Recommended kernel version
==========================
Linux **4.14.34** or later.
A Brief List Of Btrfs Kernel Bugs
---------------------------------
Recent kernel bug fixes:
* 4.14.29: `WARN_ON(ref->count < 0)` in fs/btrfs/backref.c triggers
almost once per second. The `WARN_ON` is incorrect, and is now removed.
Unfixed kernel bugs (as of 4.14.71):
* **Bad _filesystem destroying_ interactions** with other Linux block
layers: `bcache` and `lvmcache` can fail spectacularly, and apparently
only do so while running bees. This is definitely a kernel bug,
either in btrfs or the lower block layers. **Avoid using bees with
these tools unless your filesystem is disposable and you intend to
debug the kernel.**
* **Compressed data corruption** is possible when using the `fallocate`
system call to punch holes into compressed extents that contain long
runs of zeros. The [bug results in intermittent corruption during
reads](https://www.spinics.net/lists/linux-btrfs/msg81293.html), but
due to the bug, the kernel might sometimes mistakenly determine data
is duplicate, and deduplication will corrupt the data permanently.
This bug also affects compressed `kvm` raw images with the `discard`
feature on btrfs or any compressed file where `fallocate -d` or
`fallocate -p` has been used.
* **Deadlock** when [simultaneously using the same files in dedupe and
`rename`](https://www.spinics.net/lists/linux-btrfs/msg81109.html).

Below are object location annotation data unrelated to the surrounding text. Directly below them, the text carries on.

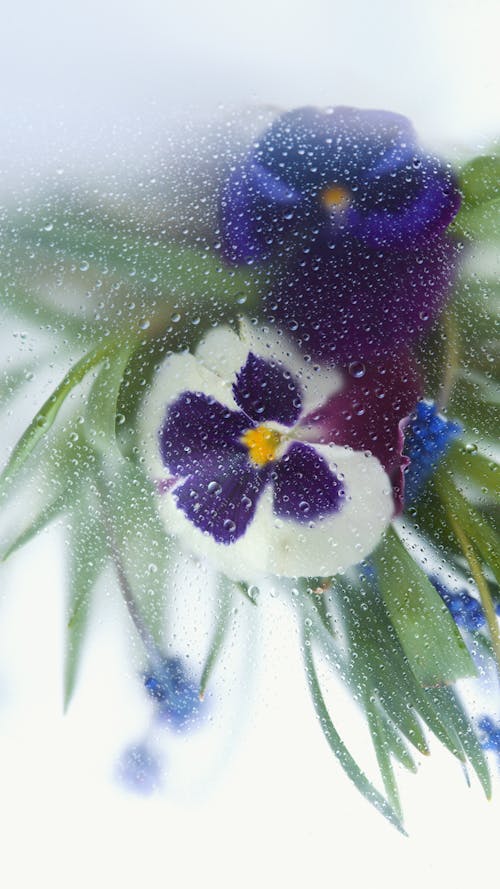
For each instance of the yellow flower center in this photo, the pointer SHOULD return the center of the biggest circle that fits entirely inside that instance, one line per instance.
(335, 197)
(262, 444)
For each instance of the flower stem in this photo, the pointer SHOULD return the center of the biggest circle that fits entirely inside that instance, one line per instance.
(144, 633)
(452, 363)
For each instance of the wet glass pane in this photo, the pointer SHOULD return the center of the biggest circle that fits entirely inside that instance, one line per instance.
(249, 498)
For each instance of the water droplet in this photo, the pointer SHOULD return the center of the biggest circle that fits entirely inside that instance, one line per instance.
(357, 369)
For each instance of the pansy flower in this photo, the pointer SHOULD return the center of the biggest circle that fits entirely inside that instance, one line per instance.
(355, 213)
(239, 479)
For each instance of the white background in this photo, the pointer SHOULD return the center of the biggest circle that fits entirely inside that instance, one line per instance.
(274, 808)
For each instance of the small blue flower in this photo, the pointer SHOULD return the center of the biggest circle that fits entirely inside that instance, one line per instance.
(427, 439)
(465, 609)
(490, 734)
(175, 693)
(354, 214)
(139, 769)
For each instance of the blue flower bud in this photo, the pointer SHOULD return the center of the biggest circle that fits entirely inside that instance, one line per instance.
(427, 439)
(465, 609)
(139, 769)
(174, 692)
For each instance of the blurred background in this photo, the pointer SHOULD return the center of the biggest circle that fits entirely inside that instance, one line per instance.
(92, 90)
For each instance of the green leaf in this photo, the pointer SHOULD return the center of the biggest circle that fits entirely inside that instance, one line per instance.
(225, 589)
(379, 659)
(396, 745)
(137, 540)
(475, 467)
(336, 744)
(46, 515)
(381, 744)
(479, 180)
(475, 526)
(452, 711)
(428, 634)
(45, 418)
(87, 552)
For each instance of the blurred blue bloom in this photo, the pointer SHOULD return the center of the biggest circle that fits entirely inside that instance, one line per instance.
(139, 769)
(491, 734)
(427, 439)
(175, 693)
(356, 214)
(465, 609)
(317, 176)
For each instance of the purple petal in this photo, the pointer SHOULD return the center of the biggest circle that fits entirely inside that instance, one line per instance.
(434, 205)
(370, 411)
(197, 428)
(253, 204)
(266, 391)
(220, 499)
(348, 303)
(305, 488)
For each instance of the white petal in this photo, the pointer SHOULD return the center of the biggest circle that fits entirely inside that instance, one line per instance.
(224, 352)
(178, 373)
(273, 546)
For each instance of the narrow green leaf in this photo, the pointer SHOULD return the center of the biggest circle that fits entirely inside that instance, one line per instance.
(44, 517)
(87, 557)
(427, 632)
(336, 744)
(45, 418)
(225, 589)
(475, 467)
(451, 709)
(481, 534)
(381, 661)
(382, 752)
(396, 745)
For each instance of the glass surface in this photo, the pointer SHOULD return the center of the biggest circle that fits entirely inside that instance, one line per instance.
(119, 122)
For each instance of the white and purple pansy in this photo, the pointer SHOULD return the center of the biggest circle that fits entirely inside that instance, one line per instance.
(239, 482)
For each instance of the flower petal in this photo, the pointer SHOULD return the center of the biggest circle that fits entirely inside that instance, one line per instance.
(220, 499)
(368, 413)
(284, 547)
(305, 489)
(244, 234)
(177, 374)
(267, 392)
(348, 303)
(196, 430)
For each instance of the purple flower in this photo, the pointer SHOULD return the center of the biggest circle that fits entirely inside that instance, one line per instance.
(428, 437)
(249, 488)
(490, 731)
(464, 608)
(355, 213)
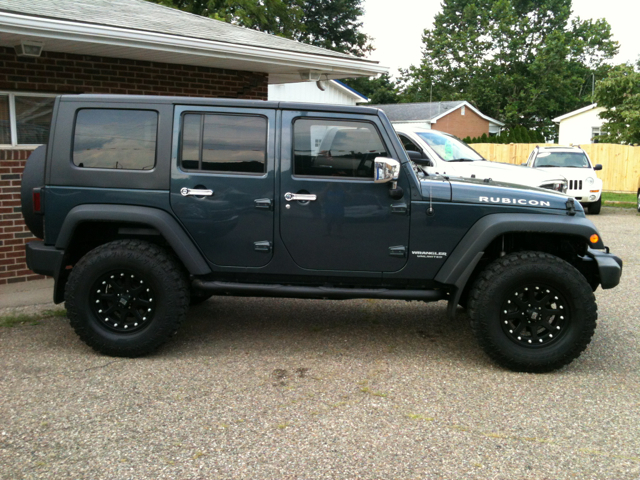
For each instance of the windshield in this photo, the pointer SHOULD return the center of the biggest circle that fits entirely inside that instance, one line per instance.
(562, 159)
(449, 148)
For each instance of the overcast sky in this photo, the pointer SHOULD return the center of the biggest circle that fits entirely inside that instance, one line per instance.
(397, 27)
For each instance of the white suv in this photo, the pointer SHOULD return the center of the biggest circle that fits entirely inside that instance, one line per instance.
(574, 164)
(442, 153)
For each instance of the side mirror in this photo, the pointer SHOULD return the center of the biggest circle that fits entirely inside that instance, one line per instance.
(386, 170)
(419, 158)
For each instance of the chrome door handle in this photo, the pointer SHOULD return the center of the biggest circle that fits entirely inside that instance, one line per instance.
(302, 197)
(197, 192)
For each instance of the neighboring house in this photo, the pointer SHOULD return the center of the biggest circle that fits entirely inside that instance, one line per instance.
(457, 118)
(333, 92)
(57, 47)
(580, 126)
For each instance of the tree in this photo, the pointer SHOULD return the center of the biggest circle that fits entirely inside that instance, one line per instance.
(380, 90)
(521, 61)
(334, 24)
(324, 23)
(619, 94)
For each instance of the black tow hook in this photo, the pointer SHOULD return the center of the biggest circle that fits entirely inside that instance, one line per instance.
(571, 207)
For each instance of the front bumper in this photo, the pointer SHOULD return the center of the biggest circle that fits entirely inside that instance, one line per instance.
(609, 267)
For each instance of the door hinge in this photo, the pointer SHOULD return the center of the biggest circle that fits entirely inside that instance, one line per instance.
(264, 203)
(398, 251)
(401, 208)
(262, 246)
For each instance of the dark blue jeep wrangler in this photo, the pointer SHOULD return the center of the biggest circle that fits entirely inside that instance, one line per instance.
(148, 204)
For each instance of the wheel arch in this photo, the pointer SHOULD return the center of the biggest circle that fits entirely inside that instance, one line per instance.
(473, 251)
(124, 215)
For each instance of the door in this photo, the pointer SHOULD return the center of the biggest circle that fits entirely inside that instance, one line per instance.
(343, 221)
(222, 182)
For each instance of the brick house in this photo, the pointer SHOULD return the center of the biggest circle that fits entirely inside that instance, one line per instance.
(52, 47)
(457, 118)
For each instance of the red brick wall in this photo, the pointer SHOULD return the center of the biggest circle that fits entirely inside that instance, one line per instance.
(13, 232)
(68, 73)
(468, 125)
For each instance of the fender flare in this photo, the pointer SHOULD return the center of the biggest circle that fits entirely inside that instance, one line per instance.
(461, 263)
(167, 225)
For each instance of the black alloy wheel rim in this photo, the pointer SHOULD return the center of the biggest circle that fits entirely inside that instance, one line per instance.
(122, 301)
(535, 315)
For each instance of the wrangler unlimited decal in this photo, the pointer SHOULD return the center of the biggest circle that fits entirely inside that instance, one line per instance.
(515, 201)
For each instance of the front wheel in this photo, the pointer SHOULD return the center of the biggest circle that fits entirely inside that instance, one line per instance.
(532, 312)
(126, 298)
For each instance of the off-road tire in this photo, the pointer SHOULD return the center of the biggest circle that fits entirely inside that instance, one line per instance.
(509, 321)
(110, 288)
(595, 207)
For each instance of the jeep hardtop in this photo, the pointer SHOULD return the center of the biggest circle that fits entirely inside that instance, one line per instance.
(149, 204)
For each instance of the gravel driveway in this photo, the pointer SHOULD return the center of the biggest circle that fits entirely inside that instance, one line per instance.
(273, 388)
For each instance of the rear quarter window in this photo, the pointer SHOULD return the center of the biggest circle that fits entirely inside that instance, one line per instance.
(115, 139)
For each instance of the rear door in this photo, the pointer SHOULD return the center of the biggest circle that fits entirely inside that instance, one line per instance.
(222, 183)
(348, 222)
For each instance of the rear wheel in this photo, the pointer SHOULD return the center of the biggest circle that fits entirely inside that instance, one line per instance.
(126, 298)
(595, 207)
(532, 312)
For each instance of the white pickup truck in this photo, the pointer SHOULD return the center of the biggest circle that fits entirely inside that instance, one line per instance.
(442, 153)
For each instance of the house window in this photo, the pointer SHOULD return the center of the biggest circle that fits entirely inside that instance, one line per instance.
(25, 118)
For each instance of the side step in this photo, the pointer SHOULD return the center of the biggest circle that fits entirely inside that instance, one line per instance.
(333, 293)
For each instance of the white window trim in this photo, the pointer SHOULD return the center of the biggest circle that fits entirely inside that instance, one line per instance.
(13, 120)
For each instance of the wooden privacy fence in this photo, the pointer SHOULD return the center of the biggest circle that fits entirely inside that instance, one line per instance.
(620, 163)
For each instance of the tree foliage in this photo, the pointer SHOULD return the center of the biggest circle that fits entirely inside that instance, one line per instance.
(521, 61)
(380, 90)
(324, 23)
(619, 94)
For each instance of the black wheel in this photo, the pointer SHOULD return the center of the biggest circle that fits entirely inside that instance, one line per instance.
(127, 297)
(595, 207)
(532, 312)
(199, 296)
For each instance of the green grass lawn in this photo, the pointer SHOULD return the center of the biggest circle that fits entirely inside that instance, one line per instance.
(622, 200)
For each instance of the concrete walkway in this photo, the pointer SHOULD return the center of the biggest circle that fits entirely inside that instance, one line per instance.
(27, 294)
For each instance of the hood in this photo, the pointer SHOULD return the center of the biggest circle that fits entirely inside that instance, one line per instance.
(500, 194)
(504, 172)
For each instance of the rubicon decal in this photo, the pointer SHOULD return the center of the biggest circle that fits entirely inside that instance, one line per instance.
(515, 201)
(420, 254)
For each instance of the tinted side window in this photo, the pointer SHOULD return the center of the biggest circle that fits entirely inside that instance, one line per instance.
(120, 139)
(336, 148)
(408, 145)
(224, 143)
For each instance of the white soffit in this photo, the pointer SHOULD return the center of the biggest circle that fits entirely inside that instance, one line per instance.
(101, 40)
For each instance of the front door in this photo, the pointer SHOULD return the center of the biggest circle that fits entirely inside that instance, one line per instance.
(345, 221)
(222, 183)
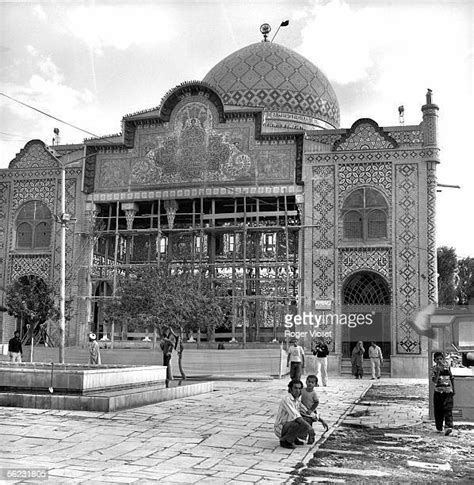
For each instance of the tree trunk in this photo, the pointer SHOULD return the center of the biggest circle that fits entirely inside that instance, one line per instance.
(180, 348)
(32, 341)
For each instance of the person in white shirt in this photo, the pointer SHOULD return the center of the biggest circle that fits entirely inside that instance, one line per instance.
(376, 359)
(295, 360)
(290, 426)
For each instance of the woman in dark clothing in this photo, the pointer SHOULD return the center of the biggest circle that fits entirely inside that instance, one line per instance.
(357, 360)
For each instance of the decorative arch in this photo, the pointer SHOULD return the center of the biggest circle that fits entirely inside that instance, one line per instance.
(33, 226)
(365, 215)
(365, 134)
(35, 154)
(366, 288)
(192, 88)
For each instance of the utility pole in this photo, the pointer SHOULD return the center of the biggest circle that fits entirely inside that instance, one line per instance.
(64, 219)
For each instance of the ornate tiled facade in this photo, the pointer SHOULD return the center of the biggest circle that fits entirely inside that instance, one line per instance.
(262, 125)
(323, 233)
(276, 78)
(407, 286)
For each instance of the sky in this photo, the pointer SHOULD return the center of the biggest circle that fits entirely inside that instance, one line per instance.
(89, 63)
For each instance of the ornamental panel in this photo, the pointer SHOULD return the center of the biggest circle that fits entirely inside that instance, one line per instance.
(25, 265)
(323, 221)
(432, 263)
(35, 154)
(365, 134)
(370, 259)
(39, 189)
(368, 174)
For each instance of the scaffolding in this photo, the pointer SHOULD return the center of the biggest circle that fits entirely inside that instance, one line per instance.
(246, 245)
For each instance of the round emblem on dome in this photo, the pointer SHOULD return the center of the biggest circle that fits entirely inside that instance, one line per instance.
(293, 92)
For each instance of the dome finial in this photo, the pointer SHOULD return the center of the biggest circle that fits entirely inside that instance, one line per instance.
(265, 29)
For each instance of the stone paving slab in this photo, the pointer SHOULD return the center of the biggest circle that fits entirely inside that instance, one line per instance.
(223, 437)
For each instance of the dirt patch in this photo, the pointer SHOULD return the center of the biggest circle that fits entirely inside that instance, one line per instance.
(355, 453)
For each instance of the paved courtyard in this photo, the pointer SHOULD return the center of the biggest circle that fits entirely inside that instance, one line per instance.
(222, 437)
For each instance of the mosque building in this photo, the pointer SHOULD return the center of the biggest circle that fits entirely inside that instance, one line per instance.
(312, 229)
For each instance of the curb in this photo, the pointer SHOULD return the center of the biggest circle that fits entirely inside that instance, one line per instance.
(332, 428)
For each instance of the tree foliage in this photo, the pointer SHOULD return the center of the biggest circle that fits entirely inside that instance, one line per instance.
(33, 301)
(447, 264)
(465, 287)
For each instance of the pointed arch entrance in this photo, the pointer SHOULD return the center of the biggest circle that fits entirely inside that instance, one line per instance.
(366, 293)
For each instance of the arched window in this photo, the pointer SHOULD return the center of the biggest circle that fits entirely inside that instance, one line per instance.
(364, 215)
(33, 226)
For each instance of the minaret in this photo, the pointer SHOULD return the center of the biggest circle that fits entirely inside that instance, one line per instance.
(430, 127)
(431, 157)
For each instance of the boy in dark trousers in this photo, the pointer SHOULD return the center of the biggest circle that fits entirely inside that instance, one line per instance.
(443, 394)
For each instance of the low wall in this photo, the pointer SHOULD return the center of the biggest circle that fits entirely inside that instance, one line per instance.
(77, 378)
(334, 364)
(409, 366)
(231, 362)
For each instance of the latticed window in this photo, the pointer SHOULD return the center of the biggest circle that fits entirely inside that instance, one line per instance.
(366, 288)
(33, 226)
(364, 215)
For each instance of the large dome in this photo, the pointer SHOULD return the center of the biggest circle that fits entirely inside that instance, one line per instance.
(293, 92)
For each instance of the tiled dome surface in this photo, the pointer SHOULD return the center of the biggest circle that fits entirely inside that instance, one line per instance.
(276, 78)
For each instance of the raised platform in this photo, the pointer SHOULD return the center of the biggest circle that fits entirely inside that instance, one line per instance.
(77, 378)
(90, 388)
(104, 401)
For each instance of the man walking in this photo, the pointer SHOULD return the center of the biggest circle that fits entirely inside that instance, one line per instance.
(295, 360)
(321, 351)
(376, 359)
(14, 348)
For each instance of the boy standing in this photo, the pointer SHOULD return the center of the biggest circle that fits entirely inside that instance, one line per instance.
(443, 394)
(376, 359)
(321, 351)
(289, 424)
(295, 360)
(14, 347)
(309, 403)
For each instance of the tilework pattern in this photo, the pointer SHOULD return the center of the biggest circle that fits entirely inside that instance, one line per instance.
(35, 154)
(352, 175)
(408, 342)
(365, 259)
(24, 265)
(4, 195)
(365, 135)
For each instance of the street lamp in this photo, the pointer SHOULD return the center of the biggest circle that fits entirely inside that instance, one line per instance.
(64, 219)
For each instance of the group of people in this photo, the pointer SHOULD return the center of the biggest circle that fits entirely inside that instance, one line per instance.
(357, 360)
(297, 413)
(296, 360)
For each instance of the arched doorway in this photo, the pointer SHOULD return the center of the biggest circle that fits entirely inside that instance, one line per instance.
(366, 301)
(98, 325)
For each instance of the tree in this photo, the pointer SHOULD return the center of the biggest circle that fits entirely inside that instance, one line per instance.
(447, 265)
(170, 300)
(465, 287)
(33, 301)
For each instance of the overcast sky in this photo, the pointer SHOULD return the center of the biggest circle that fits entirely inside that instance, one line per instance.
(91, 62)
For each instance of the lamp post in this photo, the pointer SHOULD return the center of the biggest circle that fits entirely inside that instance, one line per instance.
(64, 219)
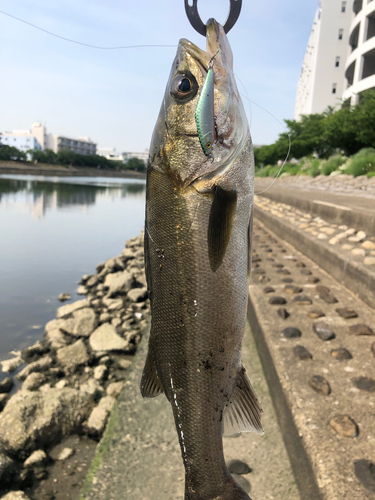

There is no way for bees to reliably know when another process is
about to rename a file while bees is deduping it. In the `rsync` case,
bees will dedupe the new file `rsync` is creating using the old file
`rsync` is copying from, while `rsync` will rename the new file over
the old file to replace it.
Minor kernel problems with workarounds:
* **Slow backrefs** (aka toxic extents): Under certain conditions,
if the number of references to a single shared extent grows too high,
the kernel consumes more and more CPU while holding locks that block
access to the filesystem. bees avoids this bug by measuring the time
the kernel spends performing `LOGICAL_INO` operations and permanently
blacklisting any extent or hash involved where the kernel starts
to get slow. In the bees log, such blocks are labelled as 'toxic'
hash/block addresses.
* **btrfs send** has various bugs that are triggered when bees is
deduping snapshots. bees provides the [`--workaround-btrfs-send`
option](options.md) which should be used whenever `btrfs send` and
bees are run on the same filesystem.
This issue affects:
* `btrfs send` (any mode) and bees active at the same time.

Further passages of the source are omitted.